Push is one of the most powerful tools in the mobile arsenal. It is also the fastest way to lose a user.
The fastest way to drive a user to disable notifications is to send them one too many. The fastest way to drive them to delete the app is to do it twice. Push notifications are a privilege, and the backend that decides what to send is more important than the SDK that delivers it.
The decision pipeline
Every notification flows through four checks before APNs / FCM:
- Eligibility: is the user opted in for this notification type?
- Frequency cap: have they received too many in this window?
- Quiet hours: is it the right time of day in their timezone?
- Personalization: do we have the data to make this relevant?
Skipping any of these is how you end up sending "Don't forget to log in!" at 3 AM to a user who has been active for an hour.

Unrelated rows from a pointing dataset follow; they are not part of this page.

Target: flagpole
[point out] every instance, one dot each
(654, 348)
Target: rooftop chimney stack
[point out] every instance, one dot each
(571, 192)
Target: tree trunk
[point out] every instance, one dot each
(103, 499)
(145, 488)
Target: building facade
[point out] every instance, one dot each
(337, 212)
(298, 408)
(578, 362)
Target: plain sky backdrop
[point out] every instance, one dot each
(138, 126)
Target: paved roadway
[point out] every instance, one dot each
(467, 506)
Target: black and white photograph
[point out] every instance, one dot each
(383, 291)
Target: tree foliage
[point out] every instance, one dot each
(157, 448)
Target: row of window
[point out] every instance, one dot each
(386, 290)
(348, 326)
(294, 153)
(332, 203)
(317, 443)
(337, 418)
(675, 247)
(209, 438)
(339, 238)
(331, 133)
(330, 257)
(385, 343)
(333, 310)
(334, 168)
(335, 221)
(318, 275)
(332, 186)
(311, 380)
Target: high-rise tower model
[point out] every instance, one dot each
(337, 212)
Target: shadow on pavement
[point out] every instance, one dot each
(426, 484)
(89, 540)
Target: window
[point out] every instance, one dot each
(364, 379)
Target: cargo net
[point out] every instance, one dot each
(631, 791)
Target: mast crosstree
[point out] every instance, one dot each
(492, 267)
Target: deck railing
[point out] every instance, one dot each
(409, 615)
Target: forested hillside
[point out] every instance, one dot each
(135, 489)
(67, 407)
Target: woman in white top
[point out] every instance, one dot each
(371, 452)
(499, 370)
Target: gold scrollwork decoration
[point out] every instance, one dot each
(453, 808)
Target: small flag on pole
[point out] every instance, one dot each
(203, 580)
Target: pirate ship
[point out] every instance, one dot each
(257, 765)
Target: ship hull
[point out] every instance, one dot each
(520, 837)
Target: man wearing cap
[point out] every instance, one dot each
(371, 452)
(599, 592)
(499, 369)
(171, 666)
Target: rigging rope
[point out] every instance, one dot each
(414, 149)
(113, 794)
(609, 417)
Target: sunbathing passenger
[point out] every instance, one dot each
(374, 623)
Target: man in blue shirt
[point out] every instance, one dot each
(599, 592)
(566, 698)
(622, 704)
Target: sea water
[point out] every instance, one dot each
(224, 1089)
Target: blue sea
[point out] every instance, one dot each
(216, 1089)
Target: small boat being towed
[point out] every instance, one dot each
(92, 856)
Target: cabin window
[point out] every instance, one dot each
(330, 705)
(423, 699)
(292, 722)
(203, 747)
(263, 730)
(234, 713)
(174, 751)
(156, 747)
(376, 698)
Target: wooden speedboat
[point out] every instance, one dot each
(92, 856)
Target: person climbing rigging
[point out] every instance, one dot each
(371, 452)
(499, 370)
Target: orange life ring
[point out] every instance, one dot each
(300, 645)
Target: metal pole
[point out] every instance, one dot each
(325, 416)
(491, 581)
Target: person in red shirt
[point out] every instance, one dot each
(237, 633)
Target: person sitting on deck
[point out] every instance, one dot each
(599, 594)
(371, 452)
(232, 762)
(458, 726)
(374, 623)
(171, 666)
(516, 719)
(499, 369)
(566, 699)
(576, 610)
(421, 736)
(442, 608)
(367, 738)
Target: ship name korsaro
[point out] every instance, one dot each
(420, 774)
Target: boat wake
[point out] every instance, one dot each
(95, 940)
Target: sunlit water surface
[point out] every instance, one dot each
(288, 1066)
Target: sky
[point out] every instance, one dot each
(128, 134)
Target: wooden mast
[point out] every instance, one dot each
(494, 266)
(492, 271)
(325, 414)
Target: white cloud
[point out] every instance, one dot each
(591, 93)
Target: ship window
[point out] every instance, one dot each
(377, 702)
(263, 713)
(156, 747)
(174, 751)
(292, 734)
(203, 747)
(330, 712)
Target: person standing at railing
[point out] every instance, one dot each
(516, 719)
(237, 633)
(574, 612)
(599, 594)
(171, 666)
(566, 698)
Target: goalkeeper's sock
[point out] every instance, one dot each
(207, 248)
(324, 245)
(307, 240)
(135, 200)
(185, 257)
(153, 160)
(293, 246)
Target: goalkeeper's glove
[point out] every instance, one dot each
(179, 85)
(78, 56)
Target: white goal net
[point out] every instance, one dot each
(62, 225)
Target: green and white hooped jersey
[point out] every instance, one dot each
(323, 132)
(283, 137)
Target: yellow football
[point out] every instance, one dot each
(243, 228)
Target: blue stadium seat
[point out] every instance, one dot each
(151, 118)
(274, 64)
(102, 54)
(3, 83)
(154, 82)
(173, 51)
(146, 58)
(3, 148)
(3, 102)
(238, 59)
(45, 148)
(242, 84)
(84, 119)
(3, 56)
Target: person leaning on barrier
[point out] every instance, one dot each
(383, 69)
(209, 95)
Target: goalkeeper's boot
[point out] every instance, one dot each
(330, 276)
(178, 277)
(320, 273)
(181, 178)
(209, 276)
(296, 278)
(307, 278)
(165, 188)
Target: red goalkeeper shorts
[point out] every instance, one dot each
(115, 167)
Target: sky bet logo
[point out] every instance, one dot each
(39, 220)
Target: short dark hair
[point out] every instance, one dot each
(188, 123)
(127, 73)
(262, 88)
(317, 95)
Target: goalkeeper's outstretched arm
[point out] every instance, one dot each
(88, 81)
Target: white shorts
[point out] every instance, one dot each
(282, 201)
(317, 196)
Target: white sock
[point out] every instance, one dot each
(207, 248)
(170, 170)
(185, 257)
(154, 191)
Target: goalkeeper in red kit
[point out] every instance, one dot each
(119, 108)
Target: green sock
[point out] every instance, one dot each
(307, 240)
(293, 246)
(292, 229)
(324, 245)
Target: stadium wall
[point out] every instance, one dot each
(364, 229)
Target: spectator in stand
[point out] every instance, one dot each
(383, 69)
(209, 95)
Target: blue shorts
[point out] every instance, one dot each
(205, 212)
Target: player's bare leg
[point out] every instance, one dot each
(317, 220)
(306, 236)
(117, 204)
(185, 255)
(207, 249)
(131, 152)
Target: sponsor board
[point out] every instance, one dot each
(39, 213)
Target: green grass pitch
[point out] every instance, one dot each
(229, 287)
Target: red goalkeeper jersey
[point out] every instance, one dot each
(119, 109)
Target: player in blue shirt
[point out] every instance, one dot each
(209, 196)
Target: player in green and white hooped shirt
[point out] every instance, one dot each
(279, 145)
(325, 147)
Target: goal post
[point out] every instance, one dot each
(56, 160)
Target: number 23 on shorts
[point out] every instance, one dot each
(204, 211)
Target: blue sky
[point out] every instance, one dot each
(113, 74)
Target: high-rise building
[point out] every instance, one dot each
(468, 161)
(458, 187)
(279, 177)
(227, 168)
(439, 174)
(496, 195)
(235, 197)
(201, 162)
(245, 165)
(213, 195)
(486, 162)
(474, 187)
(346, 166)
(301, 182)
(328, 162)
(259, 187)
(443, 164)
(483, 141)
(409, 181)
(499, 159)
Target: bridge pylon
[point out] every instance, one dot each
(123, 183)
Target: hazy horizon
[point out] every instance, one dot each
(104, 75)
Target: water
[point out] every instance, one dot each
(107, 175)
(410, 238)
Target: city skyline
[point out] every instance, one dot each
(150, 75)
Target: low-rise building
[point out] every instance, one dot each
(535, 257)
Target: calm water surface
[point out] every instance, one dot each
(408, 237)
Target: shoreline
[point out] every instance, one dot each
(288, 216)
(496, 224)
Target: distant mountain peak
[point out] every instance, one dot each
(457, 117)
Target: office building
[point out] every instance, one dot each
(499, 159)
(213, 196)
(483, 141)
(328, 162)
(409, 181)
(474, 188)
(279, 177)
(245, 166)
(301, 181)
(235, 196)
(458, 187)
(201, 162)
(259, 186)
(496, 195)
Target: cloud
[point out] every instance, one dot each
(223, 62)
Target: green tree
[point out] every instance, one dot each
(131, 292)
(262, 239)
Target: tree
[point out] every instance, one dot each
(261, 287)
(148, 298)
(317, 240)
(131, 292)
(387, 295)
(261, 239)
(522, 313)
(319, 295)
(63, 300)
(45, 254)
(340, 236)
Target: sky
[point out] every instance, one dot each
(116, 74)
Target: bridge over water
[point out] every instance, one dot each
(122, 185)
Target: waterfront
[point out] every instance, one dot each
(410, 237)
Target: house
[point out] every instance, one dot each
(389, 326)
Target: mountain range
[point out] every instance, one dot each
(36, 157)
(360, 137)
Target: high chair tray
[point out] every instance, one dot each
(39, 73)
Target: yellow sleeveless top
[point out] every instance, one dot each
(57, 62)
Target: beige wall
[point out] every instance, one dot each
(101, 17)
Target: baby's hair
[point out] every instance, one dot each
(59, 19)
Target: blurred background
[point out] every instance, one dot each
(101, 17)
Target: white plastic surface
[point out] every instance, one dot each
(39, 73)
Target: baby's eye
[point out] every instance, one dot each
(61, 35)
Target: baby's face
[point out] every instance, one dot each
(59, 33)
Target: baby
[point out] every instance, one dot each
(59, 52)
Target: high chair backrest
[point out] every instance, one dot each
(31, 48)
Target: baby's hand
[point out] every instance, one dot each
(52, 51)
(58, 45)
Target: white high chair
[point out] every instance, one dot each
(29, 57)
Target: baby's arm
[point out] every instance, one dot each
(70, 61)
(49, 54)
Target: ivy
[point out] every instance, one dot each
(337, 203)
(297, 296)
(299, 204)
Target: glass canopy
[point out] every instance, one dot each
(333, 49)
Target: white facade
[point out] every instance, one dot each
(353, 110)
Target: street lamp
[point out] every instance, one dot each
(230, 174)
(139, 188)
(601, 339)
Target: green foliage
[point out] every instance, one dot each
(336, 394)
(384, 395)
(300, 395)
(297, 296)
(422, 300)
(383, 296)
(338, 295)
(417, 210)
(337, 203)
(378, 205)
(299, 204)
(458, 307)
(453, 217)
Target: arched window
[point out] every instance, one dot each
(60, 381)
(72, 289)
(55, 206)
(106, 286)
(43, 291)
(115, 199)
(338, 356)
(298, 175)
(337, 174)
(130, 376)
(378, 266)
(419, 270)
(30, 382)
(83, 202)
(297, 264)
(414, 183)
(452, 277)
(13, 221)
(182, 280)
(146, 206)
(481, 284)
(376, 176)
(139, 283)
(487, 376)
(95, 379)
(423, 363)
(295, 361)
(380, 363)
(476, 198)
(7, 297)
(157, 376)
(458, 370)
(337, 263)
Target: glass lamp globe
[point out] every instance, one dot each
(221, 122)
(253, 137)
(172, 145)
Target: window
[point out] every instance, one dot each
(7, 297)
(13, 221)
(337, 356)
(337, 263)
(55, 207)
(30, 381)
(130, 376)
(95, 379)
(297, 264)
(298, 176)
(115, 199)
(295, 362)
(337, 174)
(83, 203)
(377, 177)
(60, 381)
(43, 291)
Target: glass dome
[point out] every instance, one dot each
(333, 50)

Quiet hours are not optional
Default to the user's local timezone. Default quiet hours: 10 PM to 8 AM. Make them configurable. Apple and Google both reward apps that respect these — and punish apps that do not, via Focus modes and Notification Channels.
Per-channel preferences
Android forces this with Notification Channels. iOS does not, but well-behaved apps offer it anyway. Transactional, marketing, social, and product updates are different channels with different defaults. Let the user mute marketing without muting password resets.
Measure delivered, not just sent
The push payload was sent. APNs accepted it. The device may have been off. The user may have notifications disabled. The OS may have suppressed it. Track delivered, opened, and converted — not just sent. Mature notification systems measure end-to-end.
The escape hatches
Always include a deep link. Always include an unsubscribe path. Always make the notification self-explanatory — "Acme: your order shipped" not "Update from Acme." Users who open and act represent your future retention.